Conclusion: ‘This is a Rotten Way to End It’

Chapter:
(p.105) Conclusion: ‘This is a Rotten Way to End It’
Source:
In the Mouth of Madness
Author(s):

Michael Blyth

Publisher:
Liverpool University Press
DOI:10.3828/liverpool/9781911325406.003.0009

This concluding chapter argues that the narrative of John Carpenter's In the Mouth of Madness (1995) positions artistic creativity as deadly. However, the film as a whole can be read as a celebration of art and, more specifically, of horror as a legitimate mode of intellectual expression. Philosophically speaking, the film is a frisky hybrid of nihilistic Lovecraftian cosmicism and thoroughly playful 1990s postmodernism — complete with joking genre references and deft sociological satire.
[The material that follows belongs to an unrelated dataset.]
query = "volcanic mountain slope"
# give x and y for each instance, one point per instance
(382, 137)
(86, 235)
The film may be dealing with some heavy philosophical themes, but it is important not to forget that part of the pleasure of Carpenter's horrific brand of postmodernism lies in its sense of independent, anarchic creativity. This may well be one of Carpenter's most fatalistic works, but at the same time it is one of his most perversely playful, and most joyous.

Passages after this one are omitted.